Utilities

To enable seamless integration with target applications, AccelProf is built as a shared library and injected at runtime using the LD_PRELOAD mechanism. This setup allows AccelProf to intercept both deep learning framework calls and accelerator runtime calls.


Event Capture Mechanism

Once loaded, AccelProf activates the underlying event capture infrastructure through vendor-specific APIs, such as:

  • sanitizerEnableDomain (Compute Sanitizer)

  • nvbit_at_cuda_event (NVIDIA NVBit)

  • rocprofiler_configure_callback (AMD ROCm ROCProfiler)

These APIs initialize and register the profiling hooks required to monitor accelerator behavior.


Callback Integration

For every intercepted event, AccelProf uses a dedicated callback implementation to route data into the event handler system. This consistent routing mechanism enables modular and extensible event processing.

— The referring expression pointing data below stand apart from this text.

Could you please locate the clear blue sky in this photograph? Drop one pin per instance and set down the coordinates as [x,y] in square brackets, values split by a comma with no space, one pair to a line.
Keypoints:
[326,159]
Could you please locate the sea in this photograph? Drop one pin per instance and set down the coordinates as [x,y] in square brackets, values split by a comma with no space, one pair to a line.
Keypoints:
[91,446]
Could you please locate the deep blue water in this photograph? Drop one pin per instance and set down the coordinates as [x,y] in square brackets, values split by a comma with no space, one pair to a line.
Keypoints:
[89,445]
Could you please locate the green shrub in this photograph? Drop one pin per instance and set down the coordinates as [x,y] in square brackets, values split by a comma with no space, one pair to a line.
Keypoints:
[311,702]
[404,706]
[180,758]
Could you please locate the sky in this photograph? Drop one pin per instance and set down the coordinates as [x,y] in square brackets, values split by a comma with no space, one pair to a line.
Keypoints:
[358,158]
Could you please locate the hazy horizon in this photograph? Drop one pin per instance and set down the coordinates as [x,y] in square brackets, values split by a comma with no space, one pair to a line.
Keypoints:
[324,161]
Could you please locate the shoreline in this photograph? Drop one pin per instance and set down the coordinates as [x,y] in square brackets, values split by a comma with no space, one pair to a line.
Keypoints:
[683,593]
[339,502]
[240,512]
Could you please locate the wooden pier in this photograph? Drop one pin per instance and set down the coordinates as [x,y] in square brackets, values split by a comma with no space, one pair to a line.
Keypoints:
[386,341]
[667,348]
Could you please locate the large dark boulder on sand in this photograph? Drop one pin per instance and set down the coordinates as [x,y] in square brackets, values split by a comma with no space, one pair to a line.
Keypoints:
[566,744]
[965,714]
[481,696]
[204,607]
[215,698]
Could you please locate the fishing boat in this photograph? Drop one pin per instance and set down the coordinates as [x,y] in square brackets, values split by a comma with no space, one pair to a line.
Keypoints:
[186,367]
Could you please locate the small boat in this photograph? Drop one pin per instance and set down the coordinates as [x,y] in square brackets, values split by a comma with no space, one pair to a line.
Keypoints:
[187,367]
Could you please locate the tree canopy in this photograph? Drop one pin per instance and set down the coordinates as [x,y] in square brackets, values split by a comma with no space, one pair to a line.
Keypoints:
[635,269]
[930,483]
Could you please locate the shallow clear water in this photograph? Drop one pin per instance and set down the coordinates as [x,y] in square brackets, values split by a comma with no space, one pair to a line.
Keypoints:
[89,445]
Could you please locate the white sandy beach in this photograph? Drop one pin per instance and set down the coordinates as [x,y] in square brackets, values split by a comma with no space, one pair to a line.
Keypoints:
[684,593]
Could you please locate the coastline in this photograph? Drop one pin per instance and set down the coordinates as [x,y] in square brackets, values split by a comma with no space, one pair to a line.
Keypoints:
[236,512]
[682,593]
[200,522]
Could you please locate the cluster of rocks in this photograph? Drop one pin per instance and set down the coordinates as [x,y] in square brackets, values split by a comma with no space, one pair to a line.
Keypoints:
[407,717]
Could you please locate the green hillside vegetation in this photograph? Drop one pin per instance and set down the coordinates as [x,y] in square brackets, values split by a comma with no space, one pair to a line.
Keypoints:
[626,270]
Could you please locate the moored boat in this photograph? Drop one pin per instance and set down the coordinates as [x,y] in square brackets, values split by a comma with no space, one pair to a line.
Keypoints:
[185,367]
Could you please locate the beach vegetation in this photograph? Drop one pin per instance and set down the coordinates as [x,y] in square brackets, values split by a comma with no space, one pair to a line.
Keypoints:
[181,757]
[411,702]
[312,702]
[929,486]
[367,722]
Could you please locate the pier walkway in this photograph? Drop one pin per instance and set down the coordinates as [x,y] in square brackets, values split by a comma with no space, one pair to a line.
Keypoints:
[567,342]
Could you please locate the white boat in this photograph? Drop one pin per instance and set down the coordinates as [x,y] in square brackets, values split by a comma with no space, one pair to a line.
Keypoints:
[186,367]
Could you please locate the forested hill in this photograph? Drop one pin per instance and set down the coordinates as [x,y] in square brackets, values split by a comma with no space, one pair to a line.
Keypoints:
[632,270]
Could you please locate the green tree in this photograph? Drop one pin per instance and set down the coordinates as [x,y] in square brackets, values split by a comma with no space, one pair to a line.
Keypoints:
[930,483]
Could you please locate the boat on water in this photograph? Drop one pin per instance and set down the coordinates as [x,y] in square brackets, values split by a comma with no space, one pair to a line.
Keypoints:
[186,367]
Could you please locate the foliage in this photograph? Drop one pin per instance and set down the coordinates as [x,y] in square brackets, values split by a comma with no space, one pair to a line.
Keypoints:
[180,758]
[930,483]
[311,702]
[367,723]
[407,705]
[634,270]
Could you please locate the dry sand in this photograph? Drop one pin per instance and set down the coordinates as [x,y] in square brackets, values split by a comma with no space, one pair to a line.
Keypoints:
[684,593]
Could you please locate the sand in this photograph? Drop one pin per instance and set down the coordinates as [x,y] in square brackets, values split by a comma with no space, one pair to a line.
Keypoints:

Developer Introspection & Customization

AccelProf supports a rich set of features to enable developer-level introspection and cross-language integration:

  • 🧩 pybind11: Enables Python-side annotations and tool development

  • 🐍 PyFrame (CPython): Captures Python-level call stacks

  • ⚙️ libbacktrace: Extracts symbolic stack traces for C/C++ applications

These integrations allow users to analyze runtime behavior with high fidelity, offering both framework-level and instruction-level views. The result is a powerful profiling platform for debugging, performance tuning, and workload characterization.